Ali Ndume, senator representing Borno South senatorial district, has opposed the implementation of the introduced cybersecurity levy on electronic transactions.

Earlier in the month, the Central Bank of Nigeria (CBN) directed financial institutions to deduct a 0.5 percent charge on all bank transactions.

The development is the outcome of the recent amendment of the cybercrime act, which Mr Ndume supported but feigned ignorance on the part that imposed the cybersecurity levy on electronic transactions.

Appearing on Channels TV on Friday, he said more taxes should not be imposed on Nigerians without an increase in their earnings.

“You cannot be loading taxes on people when you are not increasing their income. Their source of income, you are not widening it, you are not increasing it.

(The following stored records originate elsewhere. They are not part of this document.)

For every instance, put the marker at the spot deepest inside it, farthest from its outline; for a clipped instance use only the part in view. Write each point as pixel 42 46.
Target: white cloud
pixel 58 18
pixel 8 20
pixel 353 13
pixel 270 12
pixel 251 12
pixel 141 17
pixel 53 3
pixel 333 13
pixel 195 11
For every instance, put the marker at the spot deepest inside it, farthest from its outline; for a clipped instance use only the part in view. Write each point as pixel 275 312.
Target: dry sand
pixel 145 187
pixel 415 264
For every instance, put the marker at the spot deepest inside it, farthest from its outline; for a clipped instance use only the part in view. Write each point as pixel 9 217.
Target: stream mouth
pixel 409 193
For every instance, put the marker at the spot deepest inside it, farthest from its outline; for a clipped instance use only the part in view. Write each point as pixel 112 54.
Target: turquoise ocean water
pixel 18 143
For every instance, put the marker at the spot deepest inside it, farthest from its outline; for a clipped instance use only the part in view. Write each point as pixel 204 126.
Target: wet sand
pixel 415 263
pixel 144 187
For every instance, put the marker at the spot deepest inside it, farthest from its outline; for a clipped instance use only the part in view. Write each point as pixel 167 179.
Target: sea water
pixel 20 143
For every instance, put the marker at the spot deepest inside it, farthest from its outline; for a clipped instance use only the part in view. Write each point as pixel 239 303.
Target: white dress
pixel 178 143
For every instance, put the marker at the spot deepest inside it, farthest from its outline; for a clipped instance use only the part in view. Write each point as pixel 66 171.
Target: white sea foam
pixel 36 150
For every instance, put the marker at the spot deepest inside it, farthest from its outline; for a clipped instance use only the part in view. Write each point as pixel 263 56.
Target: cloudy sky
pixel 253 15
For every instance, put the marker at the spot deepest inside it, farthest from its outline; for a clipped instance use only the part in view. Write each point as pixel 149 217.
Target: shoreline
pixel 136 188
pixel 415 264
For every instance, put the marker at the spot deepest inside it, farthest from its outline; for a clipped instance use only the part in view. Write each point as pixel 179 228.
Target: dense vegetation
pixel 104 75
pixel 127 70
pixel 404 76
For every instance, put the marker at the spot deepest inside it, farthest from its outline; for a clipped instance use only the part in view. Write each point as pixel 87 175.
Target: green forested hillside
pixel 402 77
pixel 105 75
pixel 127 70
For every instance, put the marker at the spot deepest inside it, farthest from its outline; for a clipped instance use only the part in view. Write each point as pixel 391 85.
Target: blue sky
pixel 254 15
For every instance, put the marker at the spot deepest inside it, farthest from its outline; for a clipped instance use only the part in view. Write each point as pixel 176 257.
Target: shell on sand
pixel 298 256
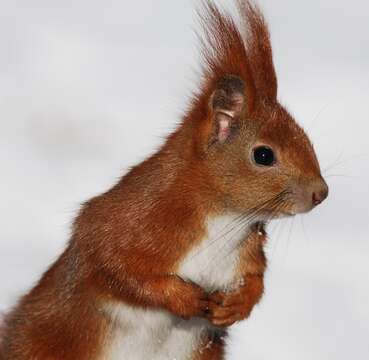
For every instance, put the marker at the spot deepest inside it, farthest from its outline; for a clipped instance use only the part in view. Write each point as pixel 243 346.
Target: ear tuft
pixel 227 103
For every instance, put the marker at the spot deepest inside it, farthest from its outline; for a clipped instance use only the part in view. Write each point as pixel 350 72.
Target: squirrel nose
pixel 320 192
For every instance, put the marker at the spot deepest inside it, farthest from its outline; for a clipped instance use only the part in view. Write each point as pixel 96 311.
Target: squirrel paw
pixel 226 309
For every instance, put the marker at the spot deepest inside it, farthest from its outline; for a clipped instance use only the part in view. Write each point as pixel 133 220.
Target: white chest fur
pixel 157 335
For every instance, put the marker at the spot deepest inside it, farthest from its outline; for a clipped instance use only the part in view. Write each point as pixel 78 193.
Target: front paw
pixel 227 308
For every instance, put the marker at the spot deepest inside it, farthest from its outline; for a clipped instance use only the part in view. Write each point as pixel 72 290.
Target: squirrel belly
pixel 157 334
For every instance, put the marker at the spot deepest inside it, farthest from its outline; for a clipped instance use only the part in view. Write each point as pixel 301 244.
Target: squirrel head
pixel 252 152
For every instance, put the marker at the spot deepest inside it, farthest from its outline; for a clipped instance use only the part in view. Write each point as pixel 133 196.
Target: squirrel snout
pixel 320 192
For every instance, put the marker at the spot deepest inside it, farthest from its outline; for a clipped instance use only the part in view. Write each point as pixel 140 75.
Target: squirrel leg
pixel 212 347
pixel 228 308
pixel 170 292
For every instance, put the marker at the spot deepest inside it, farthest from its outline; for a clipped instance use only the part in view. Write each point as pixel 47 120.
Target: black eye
pixel 264 155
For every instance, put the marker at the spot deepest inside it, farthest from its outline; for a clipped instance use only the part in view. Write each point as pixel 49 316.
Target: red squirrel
pixel 159 266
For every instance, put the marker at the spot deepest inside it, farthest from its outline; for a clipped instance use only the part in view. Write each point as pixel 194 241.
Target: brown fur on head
pixel 236 112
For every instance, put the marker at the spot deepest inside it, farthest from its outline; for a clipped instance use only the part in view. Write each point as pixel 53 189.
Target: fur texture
pixel 151 270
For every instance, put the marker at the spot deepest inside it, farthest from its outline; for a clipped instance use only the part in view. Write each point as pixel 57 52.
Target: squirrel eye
pixel 264 156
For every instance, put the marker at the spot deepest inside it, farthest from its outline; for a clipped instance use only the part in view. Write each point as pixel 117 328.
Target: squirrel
pixel 160 266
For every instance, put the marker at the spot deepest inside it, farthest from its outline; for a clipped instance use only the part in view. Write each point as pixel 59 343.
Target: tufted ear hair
pixel 227 103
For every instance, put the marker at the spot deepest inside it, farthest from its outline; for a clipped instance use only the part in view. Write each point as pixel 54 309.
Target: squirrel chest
pixel 149 334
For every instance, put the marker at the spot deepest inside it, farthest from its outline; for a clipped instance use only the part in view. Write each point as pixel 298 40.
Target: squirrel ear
pixel 227 103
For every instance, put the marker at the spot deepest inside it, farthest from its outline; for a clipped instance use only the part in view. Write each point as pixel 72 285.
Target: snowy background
pixel 88 88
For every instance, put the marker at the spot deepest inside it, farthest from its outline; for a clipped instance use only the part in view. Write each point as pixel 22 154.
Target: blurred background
pixel 89 88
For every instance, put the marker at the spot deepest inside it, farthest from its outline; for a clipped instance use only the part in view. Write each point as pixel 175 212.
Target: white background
pixel 89 88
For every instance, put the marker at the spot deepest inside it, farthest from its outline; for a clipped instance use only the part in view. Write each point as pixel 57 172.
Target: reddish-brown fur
pixel 127 243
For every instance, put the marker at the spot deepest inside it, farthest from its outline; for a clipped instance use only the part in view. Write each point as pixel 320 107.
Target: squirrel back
pixel 158 266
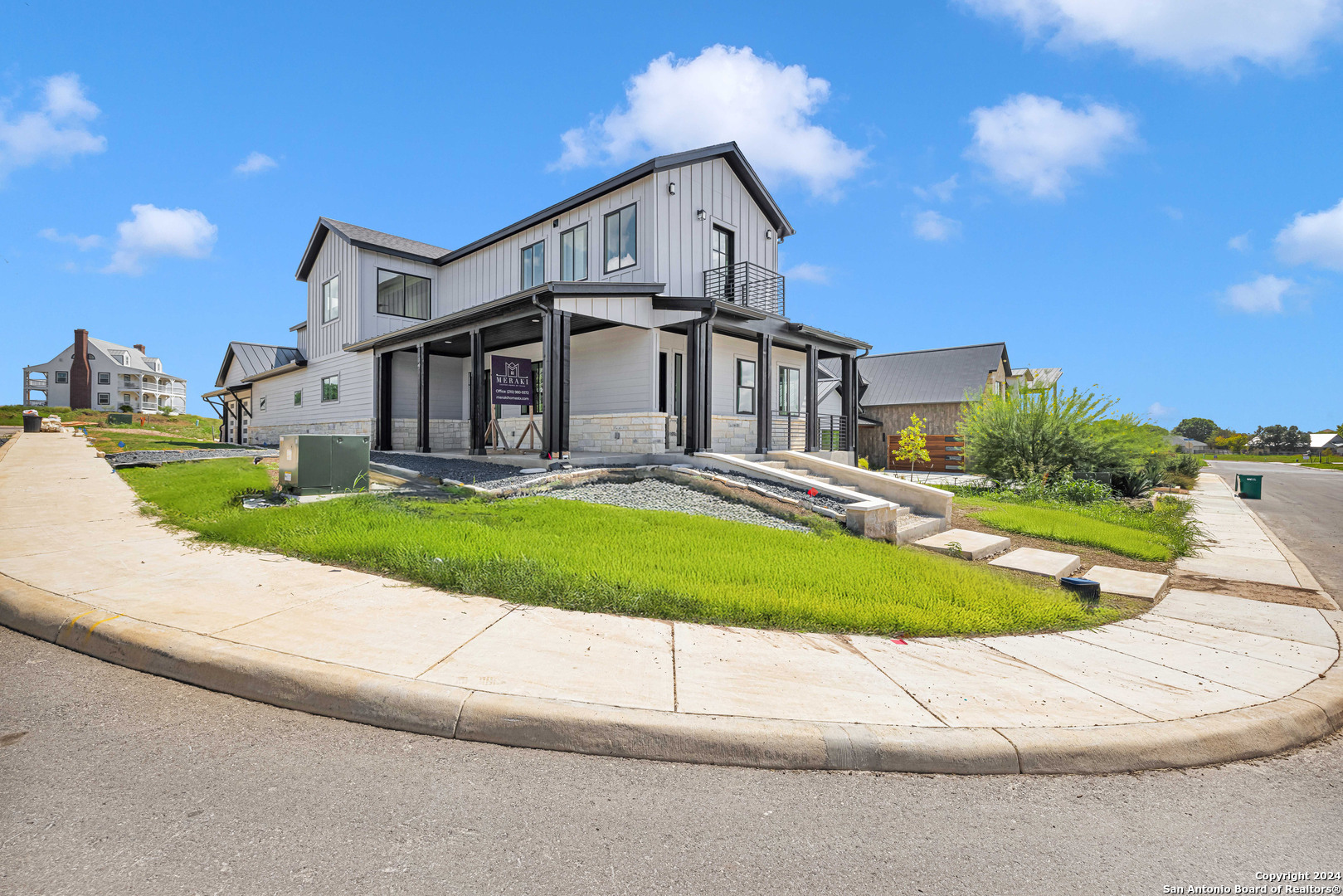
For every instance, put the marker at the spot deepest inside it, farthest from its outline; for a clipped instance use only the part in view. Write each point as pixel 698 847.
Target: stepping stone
pixel 1050 563
pixel 974 546
pixel 1130 583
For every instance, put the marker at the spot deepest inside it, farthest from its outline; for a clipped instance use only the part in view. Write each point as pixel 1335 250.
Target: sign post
pixel 511 383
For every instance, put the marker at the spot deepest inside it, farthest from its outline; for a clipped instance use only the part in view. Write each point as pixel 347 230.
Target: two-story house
pixel 104 377
pixel 650 305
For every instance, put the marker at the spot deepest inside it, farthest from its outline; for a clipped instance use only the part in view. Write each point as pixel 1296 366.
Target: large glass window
pixel 746 387
pixel 790 398
pixel 533 265
pixel 403 295
pixel 331 299
pixel 622 231
pixel 574 253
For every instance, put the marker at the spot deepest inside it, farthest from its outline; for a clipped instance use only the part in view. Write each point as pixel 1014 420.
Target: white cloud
pixel 723 95
pixel 85 243
pixel 1263 295
pixel 809 271
pixel 54 134
pixel 932 226
pixel 254 164
pixel 1160 411
pixel 1316 240
pixel 1034 143
pixel 160 231
pixel 1195 34
pixel 942 191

I am not part of those that support levying people anyhow,” the lawmaker said.

“The amendment to the cybersecurity act, I supported it but not the nitty-gritty and I am not trying to run away from any blame.

“What I understood by the amendment was that we have issues with cybercrime and there is a need for the government to improve the cybercrime act.”

The Senate Chief Whip pushed back accusations on lawmakers, saying they are not solely to be blamed for the development because civil society organisations and labour unions are also saddled with the responsibility of pointing out grey areas during the public hearings of bills.

“All the laws are not perfect and I take blame where I have to. Looking at the nitty-gritty would have been the responsibility of interested parties,” Mr Ndume said.

“I heard what the TUC president said. But in every law passed in the national assembly, there must be a public hearing. And that public hearing, there is a procedure where you must publicise in the radio, print. Where were they?

“Part of it is that if you get your copy, you bring your submission or you come to the public hearing and analyse. His representative is supposed to be there to look out for the interest of the people he’s talking about now.

“If I had known there is an issue where a cost would be transferred to a customer or a Nigerian, I would not agree. That is why you have the civil society organisations and the labour. It is not all about the lawmakers.”